Macon: Enhance Protein Mutation Representation using Contrastive Learning with Effect Prediction on Protein–protein Interactions

Mutations in protein sequences can significantly alter protein-protein interactions (PPIs), leading to diverse functional outcomes relevant to disease mechanisms and therapeutic targeting. While existing computational approaches predominantly estimate changes in binding free energy in PPIs, they often failed to capture categorical effects such as complete disruption of interaction or gain of interaction. Categorical models like MIPPI addresses this by predicting mutation effects into functional classes, yet their reliance on one-hot encoding limits the ability to capture detailed sequence information. Here, we propose Macon, a two-stage deep-learning framework that integrates contrastive pretraining and protein language model (pLM) embeddings to enhance mutation-sensitive sequence representation.
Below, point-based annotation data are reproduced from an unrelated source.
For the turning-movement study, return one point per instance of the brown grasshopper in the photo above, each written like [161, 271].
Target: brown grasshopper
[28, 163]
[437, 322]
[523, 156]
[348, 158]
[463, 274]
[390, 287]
In the first stage, Macon leverages contrastive learning to distinguish wild-type and mutant sequences in a context-independent manner; in the second, it integrates both contrastive embeddings and pLM-derived features to perform multi-class classification of PPI mutation effects. Evaluated on a curated IMEx dataset with 10,119 annotated single-point mutations, Macon achieves state-of-the-art performance with an overall accuracy of 0.73, outperforming baseline methods including MIPPI and embedding-only classifiers. Our results highlight the benefit of contrastive representation learning in capturing subtle mutational impacts and demonstrate Macon’s utility as a robust and generalizable tool for functional variant interpretation in protein interaction networks.